So why don’t they leave? You may ask.  It’s because they are all comfortable where they are.  All human beings have a need for order and control.  We plan and keep things as predictable, as certain, and as constant as possible.  Man loves familiarity; so it really doesn’t matter if our zone of comfort is healthy for us or not.  What matters is that our comfort zones keep life situations and events familiar to us and it keeps things predictable.  The staff of 20 years may hate his job; but it still guarantees him an income for at least another month.  The battered wife may be suffering physically, but deep inside her thoughts, she and her son is still guaranteed of a family and a roof above their head.  The gambler may be losing tons of money, but he is still in the zone where he is guaranteed of a chance to have a bright financial future.

The problem with comfort zones is that it often becomes too comfortable that we begin to fear growing out of it.  Likewise, anyone who has tried helping people leave their old familiar lives would have met tremendous resistance from the ones they’re helping.  This is because we human beings fear the unknown and changing one’s life (even for the better) always mean greater uncertainties.  One will hear the gamblers voice out: “without gambling, what will happen to me?  What will happen to my life and freedom once I enter the workforce again?”  Battered wives always avoid change by the thought that no one else will love them or that they can never again find a home to stay in.  The 20-year employee will start having fearful thoughts: “where else can I go? Will I find another job? Will I end up unemployed? What if my new workplace is worse?”  Breaking away from one’s comfort zone is never an easy task.  Just ask every mother who have tried comforting their child on the very first day of school.

Until you realize what you’re really worth.

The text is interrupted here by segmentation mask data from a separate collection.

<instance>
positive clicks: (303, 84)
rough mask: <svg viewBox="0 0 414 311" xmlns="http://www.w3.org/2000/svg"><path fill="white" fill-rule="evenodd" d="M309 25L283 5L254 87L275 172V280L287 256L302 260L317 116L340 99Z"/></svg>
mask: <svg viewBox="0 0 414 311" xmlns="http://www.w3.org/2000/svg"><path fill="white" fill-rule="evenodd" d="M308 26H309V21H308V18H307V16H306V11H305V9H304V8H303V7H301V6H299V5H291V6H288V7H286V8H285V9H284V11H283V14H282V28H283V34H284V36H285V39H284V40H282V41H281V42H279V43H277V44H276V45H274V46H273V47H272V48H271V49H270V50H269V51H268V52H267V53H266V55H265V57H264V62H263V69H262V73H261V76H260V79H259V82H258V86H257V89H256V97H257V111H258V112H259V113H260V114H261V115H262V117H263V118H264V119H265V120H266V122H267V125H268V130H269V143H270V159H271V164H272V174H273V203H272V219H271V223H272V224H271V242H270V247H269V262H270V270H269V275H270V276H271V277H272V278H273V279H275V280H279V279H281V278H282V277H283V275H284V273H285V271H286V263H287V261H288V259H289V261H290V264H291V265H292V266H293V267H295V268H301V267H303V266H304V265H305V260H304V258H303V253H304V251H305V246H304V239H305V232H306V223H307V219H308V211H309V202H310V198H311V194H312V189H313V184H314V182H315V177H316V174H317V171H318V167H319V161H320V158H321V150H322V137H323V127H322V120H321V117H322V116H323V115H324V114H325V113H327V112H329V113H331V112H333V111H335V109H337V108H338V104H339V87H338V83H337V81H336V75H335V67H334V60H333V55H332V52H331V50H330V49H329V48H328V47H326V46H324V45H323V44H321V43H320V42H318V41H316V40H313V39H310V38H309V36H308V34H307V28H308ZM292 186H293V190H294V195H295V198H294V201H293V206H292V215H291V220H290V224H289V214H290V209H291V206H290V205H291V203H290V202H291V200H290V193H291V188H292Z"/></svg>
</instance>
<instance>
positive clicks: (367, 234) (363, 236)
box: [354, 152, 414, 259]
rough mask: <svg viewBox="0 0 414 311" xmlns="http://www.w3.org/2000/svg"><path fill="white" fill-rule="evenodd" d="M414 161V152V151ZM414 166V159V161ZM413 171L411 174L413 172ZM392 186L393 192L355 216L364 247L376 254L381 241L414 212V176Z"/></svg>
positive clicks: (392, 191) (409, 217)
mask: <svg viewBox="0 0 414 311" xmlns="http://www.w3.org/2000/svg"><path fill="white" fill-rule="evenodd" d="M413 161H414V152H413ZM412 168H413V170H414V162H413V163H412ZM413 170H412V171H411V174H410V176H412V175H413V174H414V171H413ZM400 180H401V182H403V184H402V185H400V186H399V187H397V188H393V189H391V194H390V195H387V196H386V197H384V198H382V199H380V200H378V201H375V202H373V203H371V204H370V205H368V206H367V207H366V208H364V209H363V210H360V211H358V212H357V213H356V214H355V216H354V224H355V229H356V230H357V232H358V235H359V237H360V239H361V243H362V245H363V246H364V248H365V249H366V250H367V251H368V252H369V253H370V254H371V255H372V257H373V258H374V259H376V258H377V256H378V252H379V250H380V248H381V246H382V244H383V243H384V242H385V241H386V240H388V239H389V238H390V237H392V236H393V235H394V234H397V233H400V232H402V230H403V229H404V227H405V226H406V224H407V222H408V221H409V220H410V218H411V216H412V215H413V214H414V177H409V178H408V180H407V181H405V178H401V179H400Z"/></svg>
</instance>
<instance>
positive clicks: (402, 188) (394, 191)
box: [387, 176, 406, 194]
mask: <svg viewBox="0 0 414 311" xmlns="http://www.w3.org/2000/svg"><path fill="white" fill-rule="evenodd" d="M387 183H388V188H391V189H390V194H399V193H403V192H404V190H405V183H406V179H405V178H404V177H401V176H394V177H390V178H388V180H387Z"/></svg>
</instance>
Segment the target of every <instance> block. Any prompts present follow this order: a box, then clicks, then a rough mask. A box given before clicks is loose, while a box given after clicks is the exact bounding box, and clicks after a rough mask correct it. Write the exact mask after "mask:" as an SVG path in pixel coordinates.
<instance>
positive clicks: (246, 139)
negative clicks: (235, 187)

Life is all about changes and it is not healthy for people to remain in their comfort zones and dwell in stagnation.  This will simply lead to meaninglessness, depression, and unproductivity.  It is the psychologists and counsellors’ job to encourage people to get back on their feet and to begin outgrowing their comfort levels.  We helpers, however, do not guarantee the person’s success or happiness upon leaving their comfort zones; but there are two things that we are certain of:  that remaining in one’s comfort zone is no longer healthy for the person and remaining in their comfort zones is no longer sustaining their meaningful life.  It is time for them to grow and move on to the next chapter of lives and live (not just exist) life to the fullest without fear or anxiety.